Opinion · Revista Números Rojos

¿Quién teme a un Estado federal?

Más del 60% de los habitantes del planeta vive en un Estado federal. El modelo, sin embargo, provoca alergia no solo en la derecha española, que lo cree la antesala de la desaparición de la patria, sino también en sectores de la izquierda, que lo ven incompatible con la solidaridad. 

Texto: Juan Mayoral.puzzle

A medio camino entre el Estado unitario y el Estado federal, la España autonómica lleva al menos 34 años, desde que se aprobó la Constitución, intentando encontrarse a sí misma. Y ahora, la crisis, de nuevo la crisis, se ha convertido en la excusa de quienes quieren otro modelo: a un lado, una derecha ultramontana que utiliza el supuesto coste de la organización autonómica para apostar por una mayor centralización; al otro, un independentismo con tintes oportunistas que reviste ahora de autosuficiencia económica su ideario.

El debate ha servido para que volviera a abrirse camino, entre los extremos, la opción federalista, una propuesta permanente en algunos nacionalismos moderados y formaciones como Izquierda Unida, y sobre la que el PSOE se ha movido con ambigüedad hasta que las últimas elecciones catalanas le han empujado a decantarse por ella, no sin críticas internas. ¿Es la solución a las tensiones territoriales que jalonan el devenir político del país desde hace décadas? ¿Garantiza la convivencia o, por el contrario, supone avanzar en la desunión de los territorios?

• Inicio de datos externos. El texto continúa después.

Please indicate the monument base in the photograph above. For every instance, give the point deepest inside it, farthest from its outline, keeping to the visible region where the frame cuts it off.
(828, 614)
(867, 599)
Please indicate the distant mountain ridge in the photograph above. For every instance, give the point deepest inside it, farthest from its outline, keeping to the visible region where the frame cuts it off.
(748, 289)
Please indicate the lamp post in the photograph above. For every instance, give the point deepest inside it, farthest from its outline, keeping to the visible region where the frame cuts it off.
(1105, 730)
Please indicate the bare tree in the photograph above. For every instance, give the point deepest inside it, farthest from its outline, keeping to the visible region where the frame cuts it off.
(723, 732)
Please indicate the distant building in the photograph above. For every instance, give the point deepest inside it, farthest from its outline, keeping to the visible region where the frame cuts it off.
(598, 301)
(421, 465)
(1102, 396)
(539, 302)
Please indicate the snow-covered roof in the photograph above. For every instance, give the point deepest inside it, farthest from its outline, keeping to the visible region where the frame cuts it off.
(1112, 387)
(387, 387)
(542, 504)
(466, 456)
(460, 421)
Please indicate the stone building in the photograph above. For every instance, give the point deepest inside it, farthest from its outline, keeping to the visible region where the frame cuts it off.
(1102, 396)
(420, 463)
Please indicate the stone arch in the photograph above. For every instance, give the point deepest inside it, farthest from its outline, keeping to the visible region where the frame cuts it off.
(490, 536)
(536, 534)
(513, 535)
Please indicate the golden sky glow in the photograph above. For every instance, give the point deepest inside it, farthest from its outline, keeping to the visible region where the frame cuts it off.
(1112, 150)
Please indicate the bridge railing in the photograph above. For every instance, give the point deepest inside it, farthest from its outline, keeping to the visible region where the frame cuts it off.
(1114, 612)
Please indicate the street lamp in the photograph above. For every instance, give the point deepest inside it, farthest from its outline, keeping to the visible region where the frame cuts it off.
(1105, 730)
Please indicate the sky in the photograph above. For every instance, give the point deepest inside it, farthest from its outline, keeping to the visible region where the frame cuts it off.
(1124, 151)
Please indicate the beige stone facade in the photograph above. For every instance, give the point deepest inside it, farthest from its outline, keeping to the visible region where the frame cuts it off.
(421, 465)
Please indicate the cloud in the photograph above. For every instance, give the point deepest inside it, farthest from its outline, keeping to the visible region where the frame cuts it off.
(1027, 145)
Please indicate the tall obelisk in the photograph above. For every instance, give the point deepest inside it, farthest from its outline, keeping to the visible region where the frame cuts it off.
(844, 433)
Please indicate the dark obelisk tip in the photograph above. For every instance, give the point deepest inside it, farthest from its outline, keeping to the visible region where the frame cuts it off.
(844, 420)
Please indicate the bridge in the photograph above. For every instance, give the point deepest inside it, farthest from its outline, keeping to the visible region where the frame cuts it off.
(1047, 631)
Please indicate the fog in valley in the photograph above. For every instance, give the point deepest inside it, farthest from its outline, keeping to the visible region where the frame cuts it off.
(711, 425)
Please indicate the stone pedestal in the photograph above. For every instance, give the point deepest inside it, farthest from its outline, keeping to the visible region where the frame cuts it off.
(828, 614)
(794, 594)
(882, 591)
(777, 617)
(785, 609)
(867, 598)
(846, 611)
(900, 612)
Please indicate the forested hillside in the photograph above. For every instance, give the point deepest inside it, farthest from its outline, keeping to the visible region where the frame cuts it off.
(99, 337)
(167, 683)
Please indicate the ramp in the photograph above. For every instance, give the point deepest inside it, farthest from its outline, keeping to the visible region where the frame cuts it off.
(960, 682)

Lo que aquí sigue no es una respuesta única, sino un análisis en diez preguntas del Estado federal y de las consecuencias de su posible implantación en España, apoyado en las declaraciones a Números Rojos de dos expertos: Ramón Máiz, canario residente en Galicia, catedrático de Ciencia Política de la Universidad de Santiago de Compostela, miembro de Federalistas en Red y autor de “La frontera interior”, y Victoria Camps, catalana, catedrática de Filosofía Moral y Política de la Universidad Autónoma de Barcelona y senadora por el PSC-PSOE entre 1993 y 1996.

1. ¿En qué se diferencia la actual España autonómica de un Estado federal?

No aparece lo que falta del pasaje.